How Do You Solve a Problem Like Big Data?
“Big Data!”, “Big Data!”, “Big Data!” – Everybody’s talking about Big Data. The term rolls off the tongue and often gets thrown around all too hastily by hype-peddling vendors as the answer to all data analysis tasks. Its overuse as a marketing buzzword has led to some consumer fatigue. I’ve seen the mere mention of the two words elicit derisive reactions from businesses who see it as little more than a fad.
I think part of the frustration comes from an overemphasis on Big Data as a technical enabler rather than the outcomes and benefits it can deliver. The business tends not to care much about the size of the data (commonly referred to as the 3, 4 or 5 V’s of Big Data), or the deep learning algorithms your “unicorn” data scientists implemented, or the high performance distributed data stores you deployed to crunch the numbers. They’re interested in the answer – not the working out. The promise of Big Data has to be all about the insights that can be drawn from any and all data available to you, to the decisions that these insights help steer and ultimately the actions taken based on these decisions.
The other common complaint is around the reputation Big Data projects have earned for delivering limited business value. Gartner’s 2015 Hadoop Adoption Survey concludes this will be the main reason behind a stagnation in Hadoop growth over the next two years (note a subsequent article from Gartner contradicts this view by saying Hadoop procurement trends are showing healthy growth). Skills shortages, immature technologies and integration challenges can hinder progress with Big Data but there are plenty of organisations who have made it work and are reaping the rewards (see the recent AtScale Hadoop Maturity Survey but take with a pinch of salt as it was conducted by the major Hadoop vendors).

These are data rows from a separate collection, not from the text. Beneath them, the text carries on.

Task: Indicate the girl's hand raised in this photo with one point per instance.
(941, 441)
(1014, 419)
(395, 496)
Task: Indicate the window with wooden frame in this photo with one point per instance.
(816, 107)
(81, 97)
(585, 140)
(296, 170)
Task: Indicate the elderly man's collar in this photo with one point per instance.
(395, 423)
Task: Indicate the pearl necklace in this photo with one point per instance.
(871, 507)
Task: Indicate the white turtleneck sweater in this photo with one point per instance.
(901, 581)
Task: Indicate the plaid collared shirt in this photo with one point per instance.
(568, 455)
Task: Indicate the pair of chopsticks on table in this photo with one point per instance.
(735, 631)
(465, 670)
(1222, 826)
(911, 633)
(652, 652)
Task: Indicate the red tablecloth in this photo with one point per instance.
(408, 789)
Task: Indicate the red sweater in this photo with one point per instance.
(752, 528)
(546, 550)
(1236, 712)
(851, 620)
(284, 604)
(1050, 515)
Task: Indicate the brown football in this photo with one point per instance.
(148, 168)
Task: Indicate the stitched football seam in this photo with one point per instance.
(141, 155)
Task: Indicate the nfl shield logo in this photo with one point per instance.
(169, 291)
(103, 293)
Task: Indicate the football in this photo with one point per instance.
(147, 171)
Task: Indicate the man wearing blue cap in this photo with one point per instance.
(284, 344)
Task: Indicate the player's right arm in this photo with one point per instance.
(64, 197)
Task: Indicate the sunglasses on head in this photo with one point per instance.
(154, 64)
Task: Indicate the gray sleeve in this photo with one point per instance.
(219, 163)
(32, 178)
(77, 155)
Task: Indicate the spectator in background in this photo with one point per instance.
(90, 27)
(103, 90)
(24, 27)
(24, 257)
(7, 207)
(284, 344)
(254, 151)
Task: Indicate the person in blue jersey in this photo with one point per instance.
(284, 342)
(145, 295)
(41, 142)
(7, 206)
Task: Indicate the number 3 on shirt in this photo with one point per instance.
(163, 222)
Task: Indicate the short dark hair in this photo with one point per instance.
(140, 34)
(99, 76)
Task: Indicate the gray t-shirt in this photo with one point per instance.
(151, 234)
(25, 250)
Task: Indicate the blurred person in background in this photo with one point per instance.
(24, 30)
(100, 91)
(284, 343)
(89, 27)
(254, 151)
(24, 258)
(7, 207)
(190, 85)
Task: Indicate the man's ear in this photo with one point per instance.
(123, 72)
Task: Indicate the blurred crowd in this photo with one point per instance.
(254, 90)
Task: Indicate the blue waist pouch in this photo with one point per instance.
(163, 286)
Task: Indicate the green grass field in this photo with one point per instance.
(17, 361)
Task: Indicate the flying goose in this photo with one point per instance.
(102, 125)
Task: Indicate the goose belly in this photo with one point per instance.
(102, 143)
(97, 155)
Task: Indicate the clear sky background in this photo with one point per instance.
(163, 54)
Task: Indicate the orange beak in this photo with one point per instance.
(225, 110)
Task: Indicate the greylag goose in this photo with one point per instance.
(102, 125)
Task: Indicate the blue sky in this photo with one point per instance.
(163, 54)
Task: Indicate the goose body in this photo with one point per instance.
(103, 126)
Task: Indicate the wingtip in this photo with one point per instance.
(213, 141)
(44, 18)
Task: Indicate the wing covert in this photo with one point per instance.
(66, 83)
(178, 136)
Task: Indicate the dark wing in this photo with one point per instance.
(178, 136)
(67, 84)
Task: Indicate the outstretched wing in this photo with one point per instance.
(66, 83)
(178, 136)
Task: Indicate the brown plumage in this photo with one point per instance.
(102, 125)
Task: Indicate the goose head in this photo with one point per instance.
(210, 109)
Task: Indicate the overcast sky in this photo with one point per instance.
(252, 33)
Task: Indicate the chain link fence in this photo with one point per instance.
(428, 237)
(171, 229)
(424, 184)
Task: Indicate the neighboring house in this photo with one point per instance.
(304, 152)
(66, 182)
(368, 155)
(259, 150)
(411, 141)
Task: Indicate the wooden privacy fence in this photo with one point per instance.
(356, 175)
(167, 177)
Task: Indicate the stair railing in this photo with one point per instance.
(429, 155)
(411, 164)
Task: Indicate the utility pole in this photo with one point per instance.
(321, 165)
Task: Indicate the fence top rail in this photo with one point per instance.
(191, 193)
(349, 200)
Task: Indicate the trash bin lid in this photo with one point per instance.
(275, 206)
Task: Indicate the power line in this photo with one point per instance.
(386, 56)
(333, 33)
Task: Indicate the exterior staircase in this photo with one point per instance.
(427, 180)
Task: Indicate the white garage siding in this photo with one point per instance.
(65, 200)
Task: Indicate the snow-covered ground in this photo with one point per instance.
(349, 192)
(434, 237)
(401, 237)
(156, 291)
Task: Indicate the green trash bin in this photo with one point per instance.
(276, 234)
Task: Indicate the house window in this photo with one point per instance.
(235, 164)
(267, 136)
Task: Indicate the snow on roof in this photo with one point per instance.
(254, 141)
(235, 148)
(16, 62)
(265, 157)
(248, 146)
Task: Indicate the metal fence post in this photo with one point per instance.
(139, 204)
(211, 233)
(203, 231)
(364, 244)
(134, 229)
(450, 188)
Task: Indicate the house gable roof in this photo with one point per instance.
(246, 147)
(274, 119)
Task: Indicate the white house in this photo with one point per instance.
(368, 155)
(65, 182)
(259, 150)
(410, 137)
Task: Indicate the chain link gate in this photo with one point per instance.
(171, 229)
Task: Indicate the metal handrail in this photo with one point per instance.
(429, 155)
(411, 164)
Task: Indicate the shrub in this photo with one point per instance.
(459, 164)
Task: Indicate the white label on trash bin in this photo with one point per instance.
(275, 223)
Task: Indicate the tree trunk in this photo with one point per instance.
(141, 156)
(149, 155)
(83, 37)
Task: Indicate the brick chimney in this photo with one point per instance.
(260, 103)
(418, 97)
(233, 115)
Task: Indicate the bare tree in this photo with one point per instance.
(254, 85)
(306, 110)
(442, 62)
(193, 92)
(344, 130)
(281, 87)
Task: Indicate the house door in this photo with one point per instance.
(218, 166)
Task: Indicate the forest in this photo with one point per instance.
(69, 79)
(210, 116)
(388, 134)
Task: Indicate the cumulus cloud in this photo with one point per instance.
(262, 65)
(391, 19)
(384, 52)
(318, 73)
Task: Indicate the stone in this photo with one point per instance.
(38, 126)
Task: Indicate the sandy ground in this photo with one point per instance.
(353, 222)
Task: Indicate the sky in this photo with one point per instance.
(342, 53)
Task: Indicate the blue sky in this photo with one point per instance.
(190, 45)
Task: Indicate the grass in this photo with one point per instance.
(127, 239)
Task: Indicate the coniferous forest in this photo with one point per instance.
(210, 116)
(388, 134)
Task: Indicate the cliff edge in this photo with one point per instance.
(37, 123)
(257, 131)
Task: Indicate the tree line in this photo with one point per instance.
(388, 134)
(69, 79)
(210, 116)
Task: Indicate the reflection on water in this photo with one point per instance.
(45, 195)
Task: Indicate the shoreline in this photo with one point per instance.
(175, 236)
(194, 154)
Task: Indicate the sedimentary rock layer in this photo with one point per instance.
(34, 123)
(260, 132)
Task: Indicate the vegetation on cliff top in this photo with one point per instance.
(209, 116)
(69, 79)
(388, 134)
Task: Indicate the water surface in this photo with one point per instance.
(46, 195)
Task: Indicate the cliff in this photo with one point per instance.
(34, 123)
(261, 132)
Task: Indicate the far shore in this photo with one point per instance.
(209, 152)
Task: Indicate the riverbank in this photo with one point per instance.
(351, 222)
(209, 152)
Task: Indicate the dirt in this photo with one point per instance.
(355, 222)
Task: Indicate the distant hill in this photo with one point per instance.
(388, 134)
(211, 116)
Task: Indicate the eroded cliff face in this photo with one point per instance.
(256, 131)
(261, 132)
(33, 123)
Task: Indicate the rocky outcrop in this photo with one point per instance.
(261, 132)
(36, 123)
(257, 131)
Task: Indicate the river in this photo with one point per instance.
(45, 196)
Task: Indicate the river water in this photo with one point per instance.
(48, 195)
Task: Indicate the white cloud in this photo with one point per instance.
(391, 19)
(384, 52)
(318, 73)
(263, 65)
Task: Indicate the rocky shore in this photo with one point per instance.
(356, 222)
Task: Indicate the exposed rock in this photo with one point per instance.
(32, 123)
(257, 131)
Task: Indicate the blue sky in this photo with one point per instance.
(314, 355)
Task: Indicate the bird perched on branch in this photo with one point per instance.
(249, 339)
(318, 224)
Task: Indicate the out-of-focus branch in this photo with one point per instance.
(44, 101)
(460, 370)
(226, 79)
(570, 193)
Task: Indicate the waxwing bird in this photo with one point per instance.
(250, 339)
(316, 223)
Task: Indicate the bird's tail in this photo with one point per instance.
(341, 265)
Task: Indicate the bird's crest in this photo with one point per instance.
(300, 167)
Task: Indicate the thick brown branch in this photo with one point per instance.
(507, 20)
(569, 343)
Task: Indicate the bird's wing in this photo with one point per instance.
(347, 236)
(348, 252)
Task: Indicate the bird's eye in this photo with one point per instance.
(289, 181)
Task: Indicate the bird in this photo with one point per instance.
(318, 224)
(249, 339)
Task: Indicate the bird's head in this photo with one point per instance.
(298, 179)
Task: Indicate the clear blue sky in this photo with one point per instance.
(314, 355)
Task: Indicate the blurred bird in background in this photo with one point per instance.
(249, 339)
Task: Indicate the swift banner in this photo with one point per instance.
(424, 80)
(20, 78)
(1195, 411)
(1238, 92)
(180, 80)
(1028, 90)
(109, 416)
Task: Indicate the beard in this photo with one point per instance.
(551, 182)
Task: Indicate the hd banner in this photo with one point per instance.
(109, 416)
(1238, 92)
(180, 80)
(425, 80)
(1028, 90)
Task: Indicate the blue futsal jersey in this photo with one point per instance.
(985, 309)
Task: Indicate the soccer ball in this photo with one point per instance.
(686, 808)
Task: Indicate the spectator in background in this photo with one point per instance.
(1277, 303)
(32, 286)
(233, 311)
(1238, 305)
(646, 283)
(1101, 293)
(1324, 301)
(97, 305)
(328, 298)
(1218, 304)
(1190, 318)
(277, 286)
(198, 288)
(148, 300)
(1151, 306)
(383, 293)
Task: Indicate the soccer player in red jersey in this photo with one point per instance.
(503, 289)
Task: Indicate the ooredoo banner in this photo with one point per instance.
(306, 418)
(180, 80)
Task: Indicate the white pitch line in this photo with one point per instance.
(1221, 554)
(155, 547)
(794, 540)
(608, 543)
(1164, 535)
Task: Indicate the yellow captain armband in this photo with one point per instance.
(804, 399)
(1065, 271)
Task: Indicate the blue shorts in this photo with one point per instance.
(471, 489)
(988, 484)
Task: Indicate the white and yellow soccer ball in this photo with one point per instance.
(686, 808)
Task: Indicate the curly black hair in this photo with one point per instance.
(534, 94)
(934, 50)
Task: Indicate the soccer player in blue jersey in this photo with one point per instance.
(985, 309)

Here are a few thoughts on attributes commonly shared by fruitful Big Data projects based on my observations.
Big Data Needs a Mission
First and foremost, think of the business case. Consider the problems the business is trying to solve and the questions they are trying to answer before you assess if and how Big Data can help. Technologists love to get their hands on the latest toys but buying some hardware and putting Hadoop on it doesn’t immediately lead to a Big Data success story. Also be wary of attempts to force square pegs through round holes – Hadoop isn’t the answer to every problem. A business focus is more likely to lead to data products that actually get used resulting in enduring data initiatives.
Take the Right People Along with You on the Journey
Buy-in from executive stakeholders is generally the ideal form of sponsorship to ensure your project has the right level of resourcing including team, budget and access to data. Better yet, senior leadership who cultivate a data-informed corporate culture can lead by example by promoting the use of data to support decision making. Data products are only valuable when people are willing to take actions based on them and the more the output of your data projects gets embedded into Business As Usual, as part of tactical, operational or strategic decision making, the more difficult it is to turn off.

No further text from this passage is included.